Smartphones have started to sound and even look similar, not only from their specs but also from their designs. That’s why many manufacturers are now trying to stand out from the crowd with a new design almost every year. Some are tasteful and elegant, while others can be obnoxious and over the top. Some, on the other hand, have tried to go against the flow and stick a design until it gets long in the tooth. After many generations, Google finally decided to give its Pixel phone a fresh new face last year with some amount of success. Rather than switch to a different design after that, the Android maker has instead opted to refine a winning formula, making it look a bit more grown-up rather than a passing teenage fad.

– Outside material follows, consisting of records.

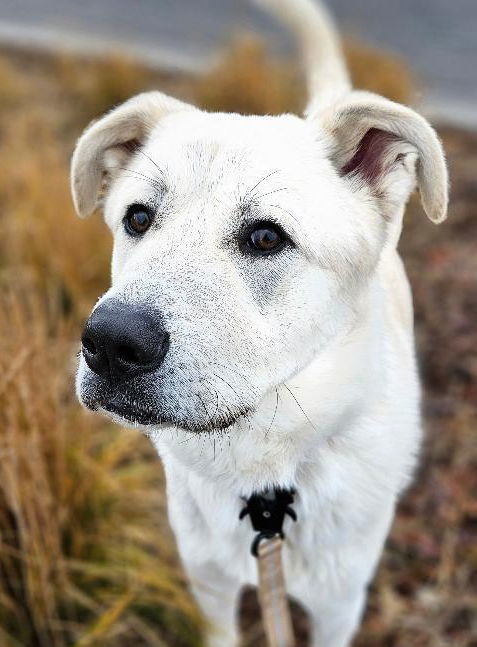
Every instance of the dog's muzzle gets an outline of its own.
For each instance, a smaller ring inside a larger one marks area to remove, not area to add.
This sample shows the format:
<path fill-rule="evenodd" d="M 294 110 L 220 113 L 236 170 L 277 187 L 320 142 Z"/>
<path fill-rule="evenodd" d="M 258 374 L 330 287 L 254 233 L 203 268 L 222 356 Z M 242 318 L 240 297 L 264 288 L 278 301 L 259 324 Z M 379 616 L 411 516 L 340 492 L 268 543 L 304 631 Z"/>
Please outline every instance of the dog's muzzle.
<path fill-rule="evenodd" d="M 156 370 L 169 348 L 169 335 L 145 310 L 106 299 L 86 322 L 81 342 L 89 368 L 115 385 Z"/>
<path fill-rule="evenodd" d="M 227 429 L 251 410 L 225 401 L 219 409 L 218 394 L 204 389 L 200 375 L 184 377 L 160 313 L 144 306 L 105 299 L 86 322 L 81 341 L 89 370 L 81 372 L 80 400 L 120 424 L 205 432 Z"/>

There might be some people who disagree with the aesthetic of last year’s Pixel 6 siblings, but few will argue that it at least had some lasting impact. It was so unlike any other smartphone on the market, and the shape of its visor-like camera bump, paired with its dual-tone color scheme, made it look novel, quirky, and youthful. Just like the Material You design language of Android 12 from last year, it carried some character that would appeal to people who see their smartphones as a form of personal expression.
Wow factors rarely last forever, though, and the Pixel 6’s design might even look too playful for some people. Rather than throw it away, Google is maturing the easily distinguishable design instead, making the Pixel 7 look more mature and well thought out. The differences are subtle yet telling, retaining the Pixel’s new visual identity while also giving it a more sophisticated character compared to the youthful Pixel 6.
The camera bar, for example, not only protrudes less but also blends visually and structurally with the frame. It now shares the same color as the mid-frame rather than just a black paint job. As for colors, the back of the Pixel now has a single color, and the camera bump provides not only visual but also a chromatic that makes that side of the phone look more active. The cameras themselves are also displayed better, huddled into groups rather than standing isolated from each other.
There are still parts of the design that remain the same, particularly when comparing the Pixel 7 and the Pixel 7 Pro. The former, for example, retains its flat display, while the Pixel 7 Pro sticks to its curved edges. In both cases, the two still bear hallmarks of a slightly older design convention that uses rounded edges to supposedly make the phone comfortable to hold. Not everyone’s a fan, though, but it at least fits perfectly with the Pixel 7’s design.
It’s definitely refreshing to see that Google hasn’t given up on a design that gives its phone a distinctive appearance. Even better, it is actually improving that design to make it look more elegant while still retaining its quirky nature. Of course, a phone is more than just its looks, and we’ll have to see next month whether the combination of design and hardware will put the Pixel 7 at the top this year.